Security is like ogres

I’ve just seen security report in the news about a critical Bluetooth Vulnerability on Android devices. The report says that the attacker was able to run arbitrary code on Android 8 and 9 devices. Just by being within the Bluetooth range. That got me thinking. How safe can I be from breaches of my privacy/security. Ever. No matter how much effort I would spend on keeping my devices and accounts secured.

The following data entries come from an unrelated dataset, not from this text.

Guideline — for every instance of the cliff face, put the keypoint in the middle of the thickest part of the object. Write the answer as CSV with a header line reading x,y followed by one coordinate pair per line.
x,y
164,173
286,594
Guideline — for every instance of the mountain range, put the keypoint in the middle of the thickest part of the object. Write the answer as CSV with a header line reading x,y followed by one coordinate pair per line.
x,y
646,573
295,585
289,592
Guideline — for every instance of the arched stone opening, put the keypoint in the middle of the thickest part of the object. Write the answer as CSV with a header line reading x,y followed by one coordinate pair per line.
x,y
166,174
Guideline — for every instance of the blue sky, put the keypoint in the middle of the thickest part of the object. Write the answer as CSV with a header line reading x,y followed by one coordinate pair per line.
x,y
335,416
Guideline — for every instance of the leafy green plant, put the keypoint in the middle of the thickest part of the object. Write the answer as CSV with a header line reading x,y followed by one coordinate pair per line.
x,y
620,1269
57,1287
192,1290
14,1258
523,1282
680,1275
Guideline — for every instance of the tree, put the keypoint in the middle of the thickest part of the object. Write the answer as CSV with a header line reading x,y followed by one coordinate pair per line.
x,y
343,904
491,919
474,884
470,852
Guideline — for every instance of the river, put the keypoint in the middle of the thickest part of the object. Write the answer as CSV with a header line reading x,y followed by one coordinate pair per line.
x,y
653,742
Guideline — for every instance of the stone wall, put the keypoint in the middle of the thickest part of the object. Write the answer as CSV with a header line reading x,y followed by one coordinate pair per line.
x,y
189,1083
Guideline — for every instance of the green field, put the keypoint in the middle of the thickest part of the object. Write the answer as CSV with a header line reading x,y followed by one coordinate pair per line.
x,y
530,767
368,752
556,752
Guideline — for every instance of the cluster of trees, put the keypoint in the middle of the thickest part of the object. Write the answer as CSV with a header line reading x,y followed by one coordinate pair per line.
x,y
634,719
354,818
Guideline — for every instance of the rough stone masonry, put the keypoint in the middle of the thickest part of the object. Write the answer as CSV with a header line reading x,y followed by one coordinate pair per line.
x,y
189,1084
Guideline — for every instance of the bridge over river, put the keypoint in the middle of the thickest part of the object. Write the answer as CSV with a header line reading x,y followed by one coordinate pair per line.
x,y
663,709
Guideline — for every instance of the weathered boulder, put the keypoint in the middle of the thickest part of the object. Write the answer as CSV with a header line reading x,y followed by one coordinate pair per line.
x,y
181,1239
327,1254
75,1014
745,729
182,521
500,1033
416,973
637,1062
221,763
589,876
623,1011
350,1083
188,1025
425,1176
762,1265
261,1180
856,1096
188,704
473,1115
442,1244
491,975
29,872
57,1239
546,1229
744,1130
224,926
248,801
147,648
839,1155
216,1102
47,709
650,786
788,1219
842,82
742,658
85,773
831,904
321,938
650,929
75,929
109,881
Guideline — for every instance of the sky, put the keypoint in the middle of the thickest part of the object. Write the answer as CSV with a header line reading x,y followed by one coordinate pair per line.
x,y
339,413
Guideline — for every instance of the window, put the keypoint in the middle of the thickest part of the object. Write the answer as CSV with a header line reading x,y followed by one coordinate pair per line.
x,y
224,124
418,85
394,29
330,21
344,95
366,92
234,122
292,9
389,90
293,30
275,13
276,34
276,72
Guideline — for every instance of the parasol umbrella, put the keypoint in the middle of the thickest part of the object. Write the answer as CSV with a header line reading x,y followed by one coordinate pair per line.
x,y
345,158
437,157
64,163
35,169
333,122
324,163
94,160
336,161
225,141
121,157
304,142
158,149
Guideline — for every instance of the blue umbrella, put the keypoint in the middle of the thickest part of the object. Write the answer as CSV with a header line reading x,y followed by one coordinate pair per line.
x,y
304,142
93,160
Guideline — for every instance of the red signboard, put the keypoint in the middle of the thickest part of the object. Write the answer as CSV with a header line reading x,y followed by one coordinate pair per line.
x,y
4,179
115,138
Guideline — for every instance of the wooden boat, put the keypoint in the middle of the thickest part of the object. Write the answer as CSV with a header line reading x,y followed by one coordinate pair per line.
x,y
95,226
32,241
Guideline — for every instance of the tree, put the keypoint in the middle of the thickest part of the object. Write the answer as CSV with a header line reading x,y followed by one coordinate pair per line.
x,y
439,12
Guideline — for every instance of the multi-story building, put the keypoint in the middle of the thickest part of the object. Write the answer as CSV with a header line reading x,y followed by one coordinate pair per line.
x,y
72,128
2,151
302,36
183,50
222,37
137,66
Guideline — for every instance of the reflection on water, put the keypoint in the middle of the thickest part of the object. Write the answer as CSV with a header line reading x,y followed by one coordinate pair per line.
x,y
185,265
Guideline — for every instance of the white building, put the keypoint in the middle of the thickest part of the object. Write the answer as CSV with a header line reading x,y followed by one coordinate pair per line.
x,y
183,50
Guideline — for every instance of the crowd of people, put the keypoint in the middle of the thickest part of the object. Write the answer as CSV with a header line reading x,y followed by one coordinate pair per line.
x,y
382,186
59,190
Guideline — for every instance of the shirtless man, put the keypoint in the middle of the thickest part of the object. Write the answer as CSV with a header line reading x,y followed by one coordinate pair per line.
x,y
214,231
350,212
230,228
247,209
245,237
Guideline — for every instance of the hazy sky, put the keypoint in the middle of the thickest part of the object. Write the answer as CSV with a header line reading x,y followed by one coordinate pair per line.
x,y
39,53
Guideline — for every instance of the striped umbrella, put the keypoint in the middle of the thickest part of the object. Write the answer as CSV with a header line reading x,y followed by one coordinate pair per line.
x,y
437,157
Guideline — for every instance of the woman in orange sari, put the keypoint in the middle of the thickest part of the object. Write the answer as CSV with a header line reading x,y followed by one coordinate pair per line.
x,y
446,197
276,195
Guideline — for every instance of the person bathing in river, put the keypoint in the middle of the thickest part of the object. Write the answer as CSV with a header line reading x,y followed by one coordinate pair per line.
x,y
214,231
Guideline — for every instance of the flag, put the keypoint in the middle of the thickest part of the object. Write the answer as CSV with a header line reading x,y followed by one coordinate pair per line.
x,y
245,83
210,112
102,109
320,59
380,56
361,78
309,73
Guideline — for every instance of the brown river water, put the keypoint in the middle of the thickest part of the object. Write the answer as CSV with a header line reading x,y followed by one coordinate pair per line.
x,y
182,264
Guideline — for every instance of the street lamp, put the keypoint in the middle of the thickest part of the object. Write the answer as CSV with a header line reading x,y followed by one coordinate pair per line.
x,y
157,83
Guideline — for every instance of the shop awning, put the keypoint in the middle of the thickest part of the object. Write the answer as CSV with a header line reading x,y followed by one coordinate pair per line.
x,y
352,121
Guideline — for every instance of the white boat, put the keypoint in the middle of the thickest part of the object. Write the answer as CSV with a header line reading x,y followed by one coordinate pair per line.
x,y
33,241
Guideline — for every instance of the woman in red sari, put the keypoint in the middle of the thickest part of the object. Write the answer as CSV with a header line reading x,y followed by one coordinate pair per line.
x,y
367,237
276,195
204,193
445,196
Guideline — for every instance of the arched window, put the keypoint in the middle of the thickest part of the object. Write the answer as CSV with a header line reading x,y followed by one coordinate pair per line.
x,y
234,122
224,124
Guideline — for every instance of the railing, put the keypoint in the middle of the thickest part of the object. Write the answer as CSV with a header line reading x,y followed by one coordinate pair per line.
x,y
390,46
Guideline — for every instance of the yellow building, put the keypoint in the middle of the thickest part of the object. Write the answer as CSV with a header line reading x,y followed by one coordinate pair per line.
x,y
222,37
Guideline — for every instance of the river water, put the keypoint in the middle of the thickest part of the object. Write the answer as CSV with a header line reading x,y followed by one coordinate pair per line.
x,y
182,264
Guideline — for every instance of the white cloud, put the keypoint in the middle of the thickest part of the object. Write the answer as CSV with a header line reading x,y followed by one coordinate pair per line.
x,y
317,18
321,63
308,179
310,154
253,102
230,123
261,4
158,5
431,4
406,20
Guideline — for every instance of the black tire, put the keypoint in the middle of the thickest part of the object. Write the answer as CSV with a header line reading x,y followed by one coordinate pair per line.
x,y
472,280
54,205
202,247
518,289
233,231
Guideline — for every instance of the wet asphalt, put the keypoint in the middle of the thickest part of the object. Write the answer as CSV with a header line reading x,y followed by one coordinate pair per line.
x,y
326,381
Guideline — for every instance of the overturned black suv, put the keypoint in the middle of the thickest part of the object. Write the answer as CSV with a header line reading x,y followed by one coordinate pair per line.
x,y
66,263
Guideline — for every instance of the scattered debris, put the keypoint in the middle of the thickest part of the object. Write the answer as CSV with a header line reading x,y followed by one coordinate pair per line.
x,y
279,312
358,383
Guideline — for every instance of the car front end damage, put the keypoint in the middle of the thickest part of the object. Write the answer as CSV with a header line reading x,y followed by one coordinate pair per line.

There is going to be kind of onion-layered model to the security I’ve got in mind. The title of this article is referring to the famous line from Shrek, (Ogres are like an onion). The metaphor will take us a long way. Size of each layer represents three things: the amount of our private data that leaks, the probability that it leaks and how ok we are with leaking (e.g the onion skin - large amount of data about us leaks, it’s happening as we speak, and we are mostly ok with that). The closer to the core we’ll get the more important the information is to us and the more close to the heart we’d like to keep it.

The Skin

The skin is the membrane that protects the onion. It is the largest surface area and by definition it’s exposed to the outer world. In our digital life, skin are the services that we use every day - social media, email, chat applications. We share information with those services (most importantly information about our behaviour).

The size of this layer means that the amount of data that leaks is massive. We are almost willingly sharing our location, behaviour, habits and detailed personal information (are we single, how much do we earn..) (we don’t share this information directly, but our behaviour falls into certain categories) with thousands of companies, and they use that data for advertising.

The probability that this is happening is ~1. It’s happening as we speak.

The only thing we can do about this is to choose the services we use and be more careful about the data we provide them with. This is no easy, black & white, problem with easy solution like: install XYZ and live happily ever after. Google provides the best search results, all your friends are on Facebook and that Insta feed is so nice. There are privacy oriented alternatives at privacytools.io but using them usually comes at the cost of “using something different than the majority of the population”

The inner layers

The inner layers are the part where you can make the most difference. They are not exposed as the onion skin, they are juicier and you wouldn’t be ok with that information falling into someone’s hands. This includes your private emails, messages and cloud files. We are no longer talking about behaviour (e.g. google knowing that you like to shop on eBay for things costing $100 each month). This is more about the specifics. This is some particular person knowing that one of those eBay items was a big black dildo.

The probability of the inner layers being exposed is not too high. And you can make it tiny by using the best security practices like password manager setting different password for each site. Use Two-Factor Authentication for you most important services. Use single sing on with Google or other provider and so on. I’ll be going into details of these in future articles but for now simply Googling “Personal cyber security” will find satisfying results.

The core

This is where the juiciest stuff it’s your password manager itself. It’s your online banking. It’s all the files stored on your encrypted hard drive. You can tell it’s not too much data compared to the amount of your Instagram pictures or instant messaging with your closest friends.

You would certainly not expect this data to leak ever and luckily the chance of that happening is very low. The things responsible for keeping this layer so hidden are the core technologies of the internet, SSL, encryption of all kind and security of your operating system. These things are used by all the people (exaggeration) and so their security is extremely tight. That being said, breaches like the one mentioned in the security report mentioned at the begging of this post still happen.

There is only one thing we can do here, making sure that we use the best technologies available (always HTTPS, encrypting hard drives, use secure OS like mac or Linux) and mainly installing security updates as soon as possible. There are always going to be vulnerabilities, but we can reduce how long they are exploitable by running frequent updates.